Mas o futuro, que ainda não existe, como pode diminuir ou consumir-se? E o passado, que já não existe, como pode aumentar, a não se por existirem no espírito, autor dessas três transformações: a espera, a atenção e a lembrança? O objeto de sua espera passa pela atenção e se transforma em lembrança.
De fato, quem ousará negar que o futuro ainda não existe? Todavia, a espera do futuro já está no espírito. E quem poderá negar que o passado não mais existe? Contudo, a lembrança do passado ainda está no espírito. Enfim, haverá alguém que negue que o presente carece de duração, porque é um instante que passa? No entanto, perdura a atenção, diante da qual o seu objeto presente continuamente se retira. O futuro, portanto, não é longo, porque não existe. Um futuro longo seria apenas uma longa espera do futuro. nem pode ser longo o passado, que também não existe. Um passado longo é uma longa lembrança do passado.
Digamos que eu queira cantar uma canção que conheço: antes de iniciar, minha expectativa se estende pela melodia como um todo. Quando começo, tudo o que vira passado é armazenada na memória. A atividade de meu espírito se divide em memória, onde guardo o que já disse, e em expectativa em relação ao que vou dizer. Contudo, a atenção está presente, e por seu intermédio o futuro se torna passado. Quanto mais se aproxima o fim da canção, tanto menos se torna a expectativa e tanto maior a memória, até que aquela se esgota e a ação cumprida passa inteiramente para a memória.

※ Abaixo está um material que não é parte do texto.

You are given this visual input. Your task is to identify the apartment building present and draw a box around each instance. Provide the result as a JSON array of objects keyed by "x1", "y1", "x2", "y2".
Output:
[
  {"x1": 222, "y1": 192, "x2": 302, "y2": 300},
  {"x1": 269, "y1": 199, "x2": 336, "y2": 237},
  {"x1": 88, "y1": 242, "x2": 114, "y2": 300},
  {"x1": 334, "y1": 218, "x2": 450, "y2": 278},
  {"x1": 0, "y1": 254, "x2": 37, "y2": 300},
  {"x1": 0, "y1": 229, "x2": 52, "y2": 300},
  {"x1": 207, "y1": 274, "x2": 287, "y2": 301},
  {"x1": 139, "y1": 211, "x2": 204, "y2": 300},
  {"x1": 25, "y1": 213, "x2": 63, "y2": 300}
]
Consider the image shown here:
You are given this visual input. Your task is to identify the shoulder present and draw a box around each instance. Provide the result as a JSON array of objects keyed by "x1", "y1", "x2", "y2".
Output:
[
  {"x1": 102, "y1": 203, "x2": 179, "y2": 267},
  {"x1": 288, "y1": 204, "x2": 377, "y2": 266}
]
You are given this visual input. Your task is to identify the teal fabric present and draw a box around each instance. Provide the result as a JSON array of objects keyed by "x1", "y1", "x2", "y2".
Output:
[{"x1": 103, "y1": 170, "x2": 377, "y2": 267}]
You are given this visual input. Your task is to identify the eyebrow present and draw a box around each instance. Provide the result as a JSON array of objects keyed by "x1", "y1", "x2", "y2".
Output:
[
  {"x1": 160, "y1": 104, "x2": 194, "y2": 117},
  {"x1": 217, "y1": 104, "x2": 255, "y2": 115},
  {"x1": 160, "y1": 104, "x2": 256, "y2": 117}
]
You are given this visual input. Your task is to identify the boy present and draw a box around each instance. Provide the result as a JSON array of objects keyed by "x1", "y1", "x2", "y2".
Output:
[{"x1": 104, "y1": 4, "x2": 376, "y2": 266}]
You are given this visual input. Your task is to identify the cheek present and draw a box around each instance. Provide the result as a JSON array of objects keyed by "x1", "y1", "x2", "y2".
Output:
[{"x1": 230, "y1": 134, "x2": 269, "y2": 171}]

E o que acontece com a canção tomada em seu conjunto, também ocorre com cada uma de suas partes, com cada sílaba; e também acontece com uma ação mais longa, da qual essa melodia talvez faça parte. O mesmo acontece com toda a vida do homem, da qual seus atos são partes. Sucede, enfim, com toda a história dos filhos do homem, da qual cada existência é apenas uma parte.